Dass die Viernheimer gegen den Tabellendritten nicht in Bestbesetzung antreten würden, wussten alle, die das Teilnehmerfeld des am Samstag beginnenden Tepe-Sigeman-Turniers in Schweden gesehen hatten. Anstatt Seite an Seite für Viernheim in der Bundesliga spielten Nodirbek Abdusattorov und Anton Korobov in Malmö gegeneinander. Dem Routinier Korobov gelang ein unerwarteter Sieg gegen den Youngster, der damit vom fünften auf den achten Rang der Weltrangliste fiel. Neben Abdusattorov und Korobov fehlte auch Hikaru Nakamura zum Saisonfinale.  

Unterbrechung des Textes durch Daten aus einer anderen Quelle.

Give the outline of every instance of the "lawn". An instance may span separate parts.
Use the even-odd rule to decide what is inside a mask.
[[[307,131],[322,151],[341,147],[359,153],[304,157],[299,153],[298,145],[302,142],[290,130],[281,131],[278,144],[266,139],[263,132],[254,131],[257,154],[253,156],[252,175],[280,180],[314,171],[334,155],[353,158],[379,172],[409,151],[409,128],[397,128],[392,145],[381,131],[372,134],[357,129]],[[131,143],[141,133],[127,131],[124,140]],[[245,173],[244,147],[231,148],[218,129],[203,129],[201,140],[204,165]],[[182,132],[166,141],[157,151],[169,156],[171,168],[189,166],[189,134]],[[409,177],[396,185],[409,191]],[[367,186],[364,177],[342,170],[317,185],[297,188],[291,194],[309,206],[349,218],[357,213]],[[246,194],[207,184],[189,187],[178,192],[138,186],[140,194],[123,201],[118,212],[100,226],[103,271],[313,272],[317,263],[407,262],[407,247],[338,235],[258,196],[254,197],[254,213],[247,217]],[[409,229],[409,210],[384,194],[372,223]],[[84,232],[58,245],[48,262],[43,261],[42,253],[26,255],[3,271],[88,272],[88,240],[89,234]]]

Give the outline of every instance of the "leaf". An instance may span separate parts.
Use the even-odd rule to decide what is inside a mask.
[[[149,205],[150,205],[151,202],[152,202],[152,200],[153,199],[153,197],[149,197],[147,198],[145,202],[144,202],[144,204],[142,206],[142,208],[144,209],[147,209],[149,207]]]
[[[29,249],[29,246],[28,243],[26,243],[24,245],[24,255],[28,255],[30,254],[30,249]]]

Die Baden-Badener mit ihrer eher theoretischen Titelchance dürften leichter verschmerzt haben, dass bei ihnen in Mülheim mit Vincent Keymer einer ihrer Besten fehlte. Die Titelverteidiger selbst waren nicht mehr davon ausgegangen, dass sich Viernheim die Meisterschaft nehmen lässt. Die Solinger Lokalpresse stimmte zu: “Bei der badischen Entthronung in der ersten Reihe” sitze an diesem Wochenende die Solinger Mannschaft (die ebenfalls in Mülheim spielte), formulierte das Solinger Tageblatt.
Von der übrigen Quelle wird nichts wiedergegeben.